Ereignisbezogene Datenaufzeichnung. Ausdrücklich für die Unfallforschung werden Informationen vor, bei und nach einem Aufprall gesammelt. Alle Daten sind anonymisiert zu speichern und dürfen keine Schlüsse auf das konkrete Fahrzeug, den Halter oder Lenker zulassen.
Schnittstelle für Alkohol-Wegfahrsperre. Für den nachträglichen Einbau einer Sperre, die Inbetriebnahme durch alkoholisierten Lenker unterbindet.
Der ÖAMTC kalibriert Systeme
Damit die Assistenzsysteme im Auto Fahrerinnen und Fahrer unterstützen können, müssen sie erst einmal die Umgebung des Fahrzeugs in Echtzeit vermessen und die Ergebnisse simultan an den Bordrechner melden. Der kann dann, wenn es nötig ist, eingreifen und Beschleunigung, Geschwindigkeit, Bremse, Lenkung etc. korrigieren bzw. übernehmen.
Diese Vermessung der Umgebung geschieht durch Kameras, mittels Radar oder Lidar, das ist eine Art dreidimensionales Laserscanning. Die Kameras und Sensoren dafür sitzen hinter der Frontscheibe, am Kühlergrill oder unter den Stoßfängern. Ist das Fahrzeug in einen Unfall verwickelt, können sie zu Schaden kommen.
Es muss aber gar keinen Crash gegeben haben: Auch nach Reparaturen kann es vorkommen, dass sie nicht mehr korrekt funktionieren. ÖAMTC-Techniker Daniel Deimel: "Diese elektronischen Hilfen arbeiten mit einer Vielzahl von Sensoren, deren Lage und Ausrichtung exakt justiert und in den Steuergeräten des Autos programmiert sein müssen. Daher ist besonders nach Unfallreparaturen, aber auch nach jedem anderen Tausch schadhafter Teile – beispielsweise wenn die Windschutzscheibe aufgrund eines Risses ersetzt werden musste – eine neuerliche Kalibrierung essenziell."
Diese Arbeiten werden in Zukunft sogar noch wichtiger, denn ab Juli 2024 schreibt die Europäische Kommission eine Reihe von Systemen für alle neu zugelassenen Fahrzeuge vor, darunter z. B. Notbrems-, Spurhalte- und Müdigkeitsassistenten. Weil Fahrassistenten nur dann Leben retten können, wenn sie einwandfrei funktionieren, bietet der ÖAMTC – zunächst im Pilotbetrieb an den Stützpunkten Wien West, Graz West, Grieskirchen und Dornbirn eine Kalibrierung von Assistenzsystemen an.
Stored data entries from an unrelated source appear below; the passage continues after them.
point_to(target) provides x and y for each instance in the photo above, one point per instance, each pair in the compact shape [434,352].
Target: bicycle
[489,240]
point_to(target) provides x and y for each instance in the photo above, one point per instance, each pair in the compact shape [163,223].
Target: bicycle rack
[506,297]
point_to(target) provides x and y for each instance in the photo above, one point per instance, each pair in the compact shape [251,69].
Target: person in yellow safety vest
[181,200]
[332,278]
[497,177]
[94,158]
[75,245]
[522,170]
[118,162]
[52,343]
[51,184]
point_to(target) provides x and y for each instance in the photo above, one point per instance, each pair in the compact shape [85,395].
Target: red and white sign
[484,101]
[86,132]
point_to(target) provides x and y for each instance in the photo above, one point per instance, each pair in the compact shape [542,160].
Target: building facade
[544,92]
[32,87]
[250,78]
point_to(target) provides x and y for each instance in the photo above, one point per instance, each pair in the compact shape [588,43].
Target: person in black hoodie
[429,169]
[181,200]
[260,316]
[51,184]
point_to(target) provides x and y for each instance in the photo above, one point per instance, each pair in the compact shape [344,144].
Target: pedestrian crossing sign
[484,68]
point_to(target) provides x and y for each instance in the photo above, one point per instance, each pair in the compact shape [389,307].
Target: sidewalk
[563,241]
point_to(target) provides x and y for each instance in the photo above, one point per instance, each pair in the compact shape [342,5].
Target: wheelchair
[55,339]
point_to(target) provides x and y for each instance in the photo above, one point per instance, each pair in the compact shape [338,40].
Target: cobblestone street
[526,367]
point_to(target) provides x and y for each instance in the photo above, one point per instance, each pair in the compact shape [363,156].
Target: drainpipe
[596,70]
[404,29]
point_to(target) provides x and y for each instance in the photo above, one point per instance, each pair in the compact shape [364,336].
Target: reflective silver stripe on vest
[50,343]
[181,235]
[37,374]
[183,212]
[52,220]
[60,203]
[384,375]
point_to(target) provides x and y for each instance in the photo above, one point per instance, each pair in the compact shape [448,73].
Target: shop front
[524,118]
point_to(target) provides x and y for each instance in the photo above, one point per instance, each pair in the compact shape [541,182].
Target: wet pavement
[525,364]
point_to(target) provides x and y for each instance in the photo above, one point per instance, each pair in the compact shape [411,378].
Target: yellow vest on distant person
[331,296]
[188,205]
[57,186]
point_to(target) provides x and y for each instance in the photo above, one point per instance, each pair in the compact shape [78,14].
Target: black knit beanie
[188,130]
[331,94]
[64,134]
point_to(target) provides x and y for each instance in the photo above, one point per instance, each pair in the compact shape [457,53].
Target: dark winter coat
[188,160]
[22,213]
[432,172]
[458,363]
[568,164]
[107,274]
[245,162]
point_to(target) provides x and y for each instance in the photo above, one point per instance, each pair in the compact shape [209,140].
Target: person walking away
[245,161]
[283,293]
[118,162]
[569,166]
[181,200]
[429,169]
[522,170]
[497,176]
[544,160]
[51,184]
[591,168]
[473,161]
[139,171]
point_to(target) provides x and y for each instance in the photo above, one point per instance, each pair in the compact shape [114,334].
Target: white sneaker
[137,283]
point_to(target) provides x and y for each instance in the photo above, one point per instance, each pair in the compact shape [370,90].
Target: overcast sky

Dabei wird von eigens geschulten Techniker/-innen zunächst gecheckt, ob es Schäden gibt, die vor der Kalibrierung behoben werden müssen. Zusätzlich kann eine Vermessung und Einstellung des Fahrwerks notwendig sein. Erst wenn alles andere korrekt funktioniert, wird mit der Kalibrierung per Spezialgerät begonnen. "Der dafür notwendige Zeit- und Arbeitsaufwand variiert von Modell zu Modell teils erheblich", hält Experte Deimel fest.